Wicipto mengusulkan solusi:

  • Penyempurnaan pembagian urusan berbasis kriteria terukur (akuntabilitas, efisiensi, eksternalitas, dan kepentingan strategis nasional)
  • Penguatan otonomi substantif, bukan sekadar administratif
  • Standardisasi layanan publik yang fleksibel sesuai konteks lokal
  • Evaluasi berkala melalui mekanisme konstitusional

Sementara itu, Sri Budi Eko Wardani, dosen Ilmu Politik FISIP UI, menekankan bahwa desentralisasi adalah tren global yang tak terpisahkan dari demokratisasi dan liberalisasi.

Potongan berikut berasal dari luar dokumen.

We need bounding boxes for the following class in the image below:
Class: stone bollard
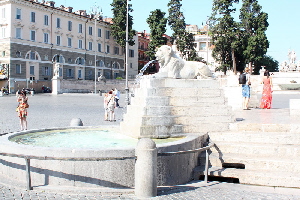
[70,118,83,126]
[135,138,157,198]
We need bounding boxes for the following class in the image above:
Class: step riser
[183,124,230,133]
[175,116,234,124]
[199,155,300,172]
[137,88,223,97]
[194,169,300,188]
[210,144,300,156]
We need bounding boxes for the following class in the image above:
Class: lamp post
[124,0,130,105]
[91,4,101,94]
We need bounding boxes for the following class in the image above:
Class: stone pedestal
[120,76,234,138]
[52,77,61,95]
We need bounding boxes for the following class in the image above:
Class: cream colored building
[0,0,138,92]
[186,24,217,71]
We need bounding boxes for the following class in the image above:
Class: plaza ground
[0,91,300,199]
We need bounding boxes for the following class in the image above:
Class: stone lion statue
[154,45,213,79]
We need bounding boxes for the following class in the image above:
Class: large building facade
[186,24,217,71]
[0,0,138,92]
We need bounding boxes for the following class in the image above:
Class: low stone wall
[0,128,207,188]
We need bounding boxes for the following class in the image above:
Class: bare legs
[242,97,250,110]
[20,117,27,131]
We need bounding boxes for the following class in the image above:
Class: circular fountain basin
[0,126,207,189]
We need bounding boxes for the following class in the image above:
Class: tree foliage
[209,0,270,74]
[210,0,239,73]
[254,55,279,74]
[110,0,135,48]
[239,0,269,69]
[146,9,168,60]
[167,0,198,61]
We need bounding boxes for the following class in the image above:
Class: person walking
[103,92,109,121]
[106,90,116,122]
[113,88,120,108]
[241,67,251,110]
[260,70,273,109]
[16,91,29,130]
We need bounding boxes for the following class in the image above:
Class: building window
[16,8,21,19]
[78,40,83,49]
[44,33,49,43]
[88,42,92,50]
[30,30,35,41]
[130,63,133,68]
[68,21,72,31]
[88,70,93,79]
[59,68,62,77]
[67,58,72,63]
[114,47,119,55]
[2,8,5,18]
[68,37,72,47]
[30,12,35,23]
[56,18,61,28]
[78,69,82,79]
[16,28,21,39]
[16,51,21,58]
[16,64,21,74]
[1,27,5,38]
[44,15,49,26]
[30,52,36,60]
[44,66,50,76]
[88,26,93,35]
[129,49,134,57]
[106,45,110,53]
[78,24,82,33]
[98,43,101,52]
[98,28,101,37]
[56,35,61,46]
[76,58,84,65]
[30,66,34,75]
[106,30,110,39]
[67,68,73,77]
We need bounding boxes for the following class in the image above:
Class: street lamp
[91,4,101,94]
[124,0,130,105]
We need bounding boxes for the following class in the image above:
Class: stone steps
[193,166,300,188]
[175,115,234,124]
[209,131,300,144]
[195,129,300,187]
[199,152,300,172]
[210,141,300,156]
[121,78,234,138]
[137,87,225,97]
[183,123,230,133]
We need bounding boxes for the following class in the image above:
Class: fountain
[0,45,233,189]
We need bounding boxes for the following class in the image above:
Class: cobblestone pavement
[1,92,300,199]
[1,181,300,199]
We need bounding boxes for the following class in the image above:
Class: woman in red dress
[260,70,273,109]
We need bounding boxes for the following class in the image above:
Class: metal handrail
[0,139,214,190]
[158,140,214,156]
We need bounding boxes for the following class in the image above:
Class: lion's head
[155,45,174,68]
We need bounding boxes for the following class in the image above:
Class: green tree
[254,55,279,74]
[146,9,168,60]
[209,0,239,74]
[110,0,135,48]
[239,0,269,73]
[167,0,197,60]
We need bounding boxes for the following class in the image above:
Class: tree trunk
[231,49,236,74]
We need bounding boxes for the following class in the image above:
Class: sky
[54,0,300,65]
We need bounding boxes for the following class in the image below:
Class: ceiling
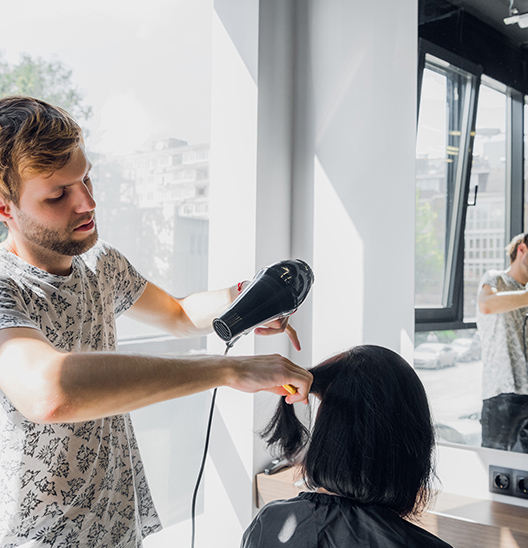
[445,0,528,45]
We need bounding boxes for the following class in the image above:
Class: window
[415,42,525,331]
[415,41,481,328]
[0,1,214,543]
[463,80,508,320]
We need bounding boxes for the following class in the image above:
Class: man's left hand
[254,318,301,351]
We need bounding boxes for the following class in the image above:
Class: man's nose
[75,182,96,213]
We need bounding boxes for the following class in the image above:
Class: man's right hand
[224,354,312,404]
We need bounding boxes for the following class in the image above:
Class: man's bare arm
[125,281,239,337]
[478,283,528,314]
[126,281,301,348]
[0,327,312,424]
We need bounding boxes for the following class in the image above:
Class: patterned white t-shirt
[476,269,528,400]
[0,241,162,547]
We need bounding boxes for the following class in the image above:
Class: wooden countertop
[256,468,528,548]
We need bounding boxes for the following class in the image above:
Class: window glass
[463,82,507,321]
[0,1,213,540]
[416,67,448,307]
[414,328,482,447]
[416,56,475,312]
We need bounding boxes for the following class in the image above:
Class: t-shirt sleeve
[101,245,148,317]
[478,270,499,291]
[0,278,40,331]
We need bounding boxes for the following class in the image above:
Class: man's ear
[0,195,12,222]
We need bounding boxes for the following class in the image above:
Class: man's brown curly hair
[506,233,528,264]
[0,96,83,205]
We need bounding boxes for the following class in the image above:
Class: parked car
[435,412,482,447]
[450,337,481,362]
[414,343,457,369]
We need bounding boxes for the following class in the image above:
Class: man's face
[9,146,98,257]
[521,244,528,272]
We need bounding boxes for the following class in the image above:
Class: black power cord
[190,343,232,548]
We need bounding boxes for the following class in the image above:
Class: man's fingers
[285,324,301,351]
[254,317,287,335]
[254,320,301,351]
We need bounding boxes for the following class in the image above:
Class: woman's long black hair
[260,345,436,518]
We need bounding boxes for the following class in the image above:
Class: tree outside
[0,53,92,126]
[415,188,445,302]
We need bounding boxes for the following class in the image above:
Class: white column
[308,0,417,364]
[204,1,260,547]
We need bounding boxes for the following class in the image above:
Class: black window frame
[415,40,525,332]
[416,40,481,331]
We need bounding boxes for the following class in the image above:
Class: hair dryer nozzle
[213,259,314,343]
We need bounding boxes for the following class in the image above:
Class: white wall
[437,443,528,508]
[204,1,261,547]
[307,0,417,364]
[204,0,418,546]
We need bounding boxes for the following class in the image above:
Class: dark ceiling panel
[420,0,528,93]
[421,0,528,45]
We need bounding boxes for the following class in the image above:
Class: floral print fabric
[0,241,162,547]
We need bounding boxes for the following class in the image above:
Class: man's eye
[49,191,66,202]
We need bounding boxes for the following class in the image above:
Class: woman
[242,345,452,548]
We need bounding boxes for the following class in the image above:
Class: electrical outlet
[489,465,528,500]
[489,466,513,495]
[514,472,528,500]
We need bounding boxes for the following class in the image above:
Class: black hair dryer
[213,259,315,346]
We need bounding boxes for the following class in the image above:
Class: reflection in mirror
[414,328,482,448]
[417,0,528,458]
[415,56,477,311]
[463,78,508,321]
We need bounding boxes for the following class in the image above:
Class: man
[477,232,528,452]
[0,96,312,547]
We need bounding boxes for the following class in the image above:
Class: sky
[1,0,213,154]
[417,67,507,160]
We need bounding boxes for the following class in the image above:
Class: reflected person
[477,232,528,452]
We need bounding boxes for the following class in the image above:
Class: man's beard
[17,210,99,256]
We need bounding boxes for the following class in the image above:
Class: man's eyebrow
[49,164,93,191]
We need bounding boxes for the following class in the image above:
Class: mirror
[417,0,528,454]
[414,328,483,448]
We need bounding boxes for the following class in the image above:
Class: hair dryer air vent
[212,320,232,341]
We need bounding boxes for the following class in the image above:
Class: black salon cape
[241,492,453,548]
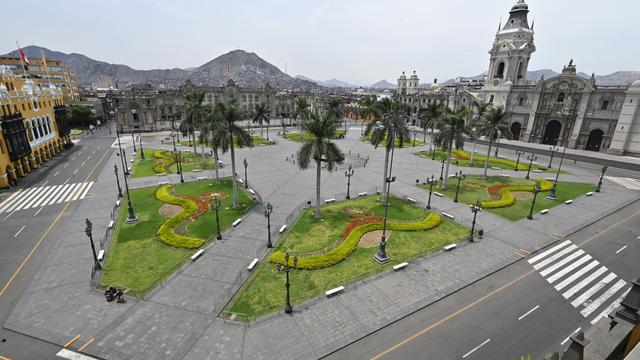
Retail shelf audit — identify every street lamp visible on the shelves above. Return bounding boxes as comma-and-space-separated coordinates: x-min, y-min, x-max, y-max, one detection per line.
131, 109, 138, 153
527, 183, 542, 220
344, 165, 354, 199
548, 146, 557, 169
177, 151, 185, 183
494, 137, 500, 158
469, 199, 481, 242
525, 154, 537, 180
114, 164, 123, 198
84, 219, 101, 270
211, 194, 222, 240
264, 202, 273, 248
106, 108, 112, 134
115, 127, 137, 223
243, 158, 248, 189
596, 165, 608, 192
453, 171, 465, 203
546, 146, 566, 200
139, 130, 145, 160
439, 158, 445, 181
413, 132, 416, 147
276, 252, 298, 314
514, 150, 524, 171
426, 175, 435, 210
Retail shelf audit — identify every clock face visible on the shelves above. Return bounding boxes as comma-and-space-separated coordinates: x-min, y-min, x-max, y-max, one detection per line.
493, 79, 500, 86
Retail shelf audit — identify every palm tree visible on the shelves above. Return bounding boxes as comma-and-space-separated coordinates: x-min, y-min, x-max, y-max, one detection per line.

"Lebih dari 60 pemerintahan di dunia, terutama negara berkembang, telah menerapkan desentralisasi sejak 1980-an," ungkap Sri.

Ia menekankan bahwa desentralisasi meliputi transfer kewenangan (power), tanggung jawab (responsibility), dan sumber daya (resources).

Namun ia meragukan komitmen penuh pemerintah pusat untuk benar-benar mentransfer kekuasaan ke daerah.

Political Will Jadi Faktor Kunci dalam Implementasi Nyata

I Wayan Sudirta, anggota Badan Pengkajian MPR, menyatakan bahwa masalah desentralisasi dan otonomi daerah sudah banyak dikaji dan solusi tersedia.

Namun, tantangan utamanya adalah minimnya kemauan politik (political will) dari para pengelola negara.

"Persoalan political will dari orang-orang yang mengurus negara ini belum mendukung desentralisasi dan otonomi daerah," tegas Wayan.

Prof. Wicipto menegaskan bahwa UUD NRI 1945 sudah memberikan arah, dan undang-undang juga sudah ada, tetapi pelaksanaannya belum optimal.

Ia mengidentifikasi regulasi sektoral, ego sektoral, dan ego daerah sebagai hambatan utama dalam pelaksanaan desentralisasi yang efektif.

"Untuk pelaksanaan desentralisasi dan otonomi daerah, political will adalah faktor penentu. Political will itu harus ditunjukkan oleh pemerintah pusat, pemerintah daerah, serta DPR dan DPRD," pungkas Wicipto.